Dalam mengayomi pun Jakob juga membuat sebuah yayasan khusus yang bergerak di bidang pendidikan. Yayasan dibuat khusus untuk sanak keluarganya.
"Perlu kami sampaikan juga jika beliau membuat yayasan khusus untuk pendidikan bagi keluarga ini. Jadi jika kami ingin menyekolahkan anak misalnya, bisa membuat proposal untuk diajukan ke yayasan itu. Nanti pendidikan bisa dibiayai dari sana," ujarnya.
Lebih dari itu, Jakob juga kerap memberikan bantuan untuk mendorong perekonomian para kerabatnya.
"Jika dengan saudara, beliau ini bukan pelit ya, tapi memberi untuk kehidupan selanjutnya. Bukan sekadar memberi terus habis, tapi beliau memberi untuk jangka panjang. Karena tidak semua saudara beliau perekonomiannya baik," kata dia.
Yogi merupakan salah seorang keponakan yang dibantu tetap bertahan hidup. Pihaknya pernah meminta bantuan kepada Jakob namun diminta untuk membuat proposal membangun usaha.
"Jadi saya mengajukan proposal usaha, karena beliau memberi untuk jangka panjang. Maka dibantu membangun usaha dan awal usaha saya adalah resto yang ada di wilayah Mlati," jelas dia.
Jakob memang bukan dari keturunan pengusaha. Orang tua Jakob, kata Yogi merupakan guru. Namun begitu, Jakob dinilai merupakan orang yang cerdas dan lihai dalam mengambil langkah.
"Jadi beliau berpikir 10 langkah ke depan, lebih cepat dari orang pada umumnya. Waktu itu bisa dikatakan (orang) jenius," ujarnya.
Kehilangan sosok Jakob, Yogi menganggap pamannya seperti payung besar. Masalah yang dimiliki saudara atau kerabatnya, biasa didiskusikan kepada Jakob.

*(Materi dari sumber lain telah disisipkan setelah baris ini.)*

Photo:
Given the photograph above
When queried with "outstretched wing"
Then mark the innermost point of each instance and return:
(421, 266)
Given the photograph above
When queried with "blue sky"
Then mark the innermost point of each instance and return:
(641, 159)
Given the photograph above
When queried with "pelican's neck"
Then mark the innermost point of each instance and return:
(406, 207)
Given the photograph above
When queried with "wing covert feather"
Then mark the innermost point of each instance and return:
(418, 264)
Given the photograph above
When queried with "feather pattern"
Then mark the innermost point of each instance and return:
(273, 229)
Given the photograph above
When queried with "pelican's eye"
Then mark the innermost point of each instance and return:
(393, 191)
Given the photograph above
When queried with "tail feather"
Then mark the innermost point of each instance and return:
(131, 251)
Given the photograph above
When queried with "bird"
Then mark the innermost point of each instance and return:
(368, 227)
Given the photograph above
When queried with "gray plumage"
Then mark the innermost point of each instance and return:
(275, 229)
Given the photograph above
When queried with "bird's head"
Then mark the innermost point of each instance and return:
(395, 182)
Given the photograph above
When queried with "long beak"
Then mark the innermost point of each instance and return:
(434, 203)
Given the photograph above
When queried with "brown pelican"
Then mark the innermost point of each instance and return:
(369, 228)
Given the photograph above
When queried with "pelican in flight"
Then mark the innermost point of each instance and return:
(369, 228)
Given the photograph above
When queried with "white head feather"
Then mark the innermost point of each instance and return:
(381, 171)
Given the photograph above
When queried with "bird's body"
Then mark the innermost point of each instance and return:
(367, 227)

"Sangat baik mengayomi dan memayungi kami. Kepergiannya semoga menjadi inspirasi atas dedikasinya untuk orang banyak," kenang Yogi.
Yogi mengaku sudah 15 tahun tak pernah bertemu lagi dengan pamannya. Tahun 2005/2006 adalah waktu terakhir ia bertemu dengan Jakob.

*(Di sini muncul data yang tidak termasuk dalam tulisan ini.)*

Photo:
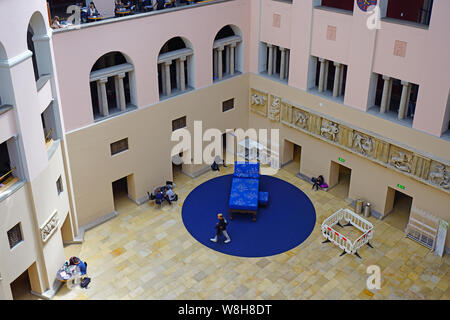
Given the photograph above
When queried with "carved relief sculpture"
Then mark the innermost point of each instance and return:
(362, 143)
(329, 130)
(300, 119)
(48, 229)
(440, 176)
(401, 160)
(274, 109)
(258, 102)
(432, 172)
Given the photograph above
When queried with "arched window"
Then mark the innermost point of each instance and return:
(274, 61)
(111, 83)
(175, 67)
(227, 55)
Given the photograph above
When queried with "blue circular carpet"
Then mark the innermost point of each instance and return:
(285, 223)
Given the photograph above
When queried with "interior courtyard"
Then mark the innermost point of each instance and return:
(147, 253)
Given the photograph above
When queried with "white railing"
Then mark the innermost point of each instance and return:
(340, 240)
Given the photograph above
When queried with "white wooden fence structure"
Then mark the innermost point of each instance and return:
(340, 240)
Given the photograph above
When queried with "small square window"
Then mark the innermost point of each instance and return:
(59, 186)
(15, 236)
(119, 146)
(179, 123)
(227, 105)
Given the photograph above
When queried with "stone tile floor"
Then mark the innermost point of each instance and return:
(146, 253)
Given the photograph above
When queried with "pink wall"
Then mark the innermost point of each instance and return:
(433, 94)
(280, 36)
(334, 50)
(385, 62)
(141, 39)
(364, 51)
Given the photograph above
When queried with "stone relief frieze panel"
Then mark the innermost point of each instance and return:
(329, 129)
(415, 165)
(363, 143)
(439, 175)
(401, 159)
(300, 118)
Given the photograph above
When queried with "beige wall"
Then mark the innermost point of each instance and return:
(148, 131)
(13, 262)
(46, 204)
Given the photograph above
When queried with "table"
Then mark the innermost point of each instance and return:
(95, 18)
(69, 274)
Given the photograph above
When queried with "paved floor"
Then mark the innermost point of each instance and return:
(146, 253)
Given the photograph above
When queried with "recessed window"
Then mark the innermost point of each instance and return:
(15, 236)
(179, 123)
(227, 105)
(59, 186)
(119, 146)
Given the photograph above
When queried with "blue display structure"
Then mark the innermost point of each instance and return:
(364, 5)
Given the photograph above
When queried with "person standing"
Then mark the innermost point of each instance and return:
(221, 228)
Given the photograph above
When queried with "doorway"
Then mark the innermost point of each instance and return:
(397, 209)
(339, 182)
(177, 168)
(120, 187)
(292, 157)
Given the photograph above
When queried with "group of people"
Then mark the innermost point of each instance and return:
(120, 5)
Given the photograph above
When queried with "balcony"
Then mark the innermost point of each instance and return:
(10, 175)
(131, 10)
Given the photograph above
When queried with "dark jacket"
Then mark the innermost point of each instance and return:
(221, 225)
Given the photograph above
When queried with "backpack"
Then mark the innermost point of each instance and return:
(84, 283)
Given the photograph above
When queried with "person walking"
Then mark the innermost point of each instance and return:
(221, 228)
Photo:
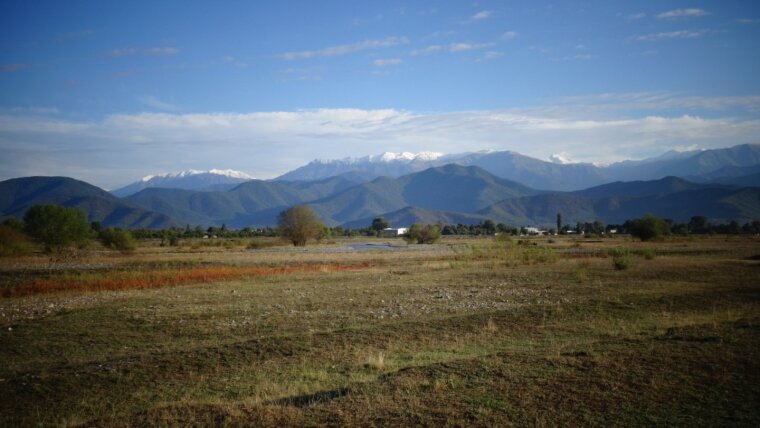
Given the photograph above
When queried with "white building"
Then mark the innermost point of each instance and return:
(393, 232)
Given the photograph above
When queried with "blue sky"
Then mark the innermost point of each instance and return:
(111, 91)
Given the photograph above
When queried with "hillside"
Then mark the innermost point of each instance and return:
(18, 195)
(541, 174)
(718, 204)
(451, 188)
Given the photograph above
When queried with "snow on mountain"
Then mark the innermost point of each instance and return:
(560, 159)
(213, 179)
(223, 172)
(386, 157)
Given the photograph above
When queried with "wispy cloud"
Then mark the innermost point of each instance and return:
(682, 13)
(635, 16)
(345, 49)
(8, 68)
(235, 61)
(483, 14)
(509, 35)
(461, 47)
(161, 51)
(386, 62)
(155, 51)
(658, 101)
(490, 55)
(157, 104)
(431, 49)
(681, 34)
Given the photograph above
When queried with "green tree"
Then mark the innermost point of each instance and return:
(298, 224)
(648, 228)
(378, 224)
(56, 227)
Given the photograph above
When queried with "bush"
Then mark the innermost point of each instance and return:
(117, 239)
(57, 227)
(13, 242)
(621, 259)
(422, 234)
(648, 253)
(299, 224)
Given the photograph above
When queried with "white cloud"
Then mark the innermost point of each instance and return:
(461, 47)
(386, 62)
(682, 13)
(345, 49)
(483, 14)
(121, 148)
(509, 35)
(491, 55)
(681, 34)
(635, 16)
(157, 104)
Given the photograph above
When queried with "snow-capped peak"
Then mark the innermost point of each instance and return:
(405, 157)
(560, 158)
(223, 172)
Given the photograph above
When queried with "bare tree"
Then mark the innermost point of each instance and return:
(298, 224)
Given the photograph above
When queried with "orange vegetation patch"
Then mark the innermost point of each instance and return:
(139, 279)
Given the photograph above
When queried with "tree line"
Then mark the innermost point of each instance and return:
(56, 228)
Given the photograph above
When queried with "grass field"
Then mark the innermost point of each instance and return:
(545, 332)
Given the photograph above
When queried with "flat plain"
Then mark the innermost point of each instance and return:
(468, 331)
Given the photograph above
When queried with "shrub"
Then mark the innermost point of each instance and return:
(621, 259)
(57, 227)
(299, 224)
(542, 254)
(581, 271)
(13, 242)
(422, 234)
(117, 239)
(648, 253)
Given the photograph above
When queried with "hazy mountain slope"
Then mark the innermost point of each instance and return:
(255, 201)
(189, 206)
(663, 186)
(535, 173)
(365, 200)
(719, 204)
(18, 195)
(541, 210)
(449, 188)
(540, 174)
(458, 188)
(370, 167)
(697, 163)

Kakak Yogi, Eni Kusnawati (65) mengaku tak banyak berkomunikasi dengan pamannya. Kendati demikian anak pertama dari Prayogo ini tak menampik jika pamannya adalah tulang punggung keluarga yang gigih.
"Ya saya tak banyak komunikasi dengan beliau. Tapi sosoknya ini menjadi inspirasi oleh keluarga. Karena memang dia yang sangat baik dan mengayomi saudara-saudaranya," ujar Eni.
Baik Eni dan Yogi masih menyiapkan diri untuk pemakaman sang paman. Pemakaman sendiri rencananya dilakukan pukul 10.00 wib di Jakarta.
"Kami masih pikir-pikir untuk ke Jakarta karena situasi pandemi covid-19. Namun kami berupaya untuk mendoakan beliau agar tenang di sisi Tuhan dan dari apa yang dia hasilkan selama ini bermanfaat untuk orang banyak," timpal Yogi.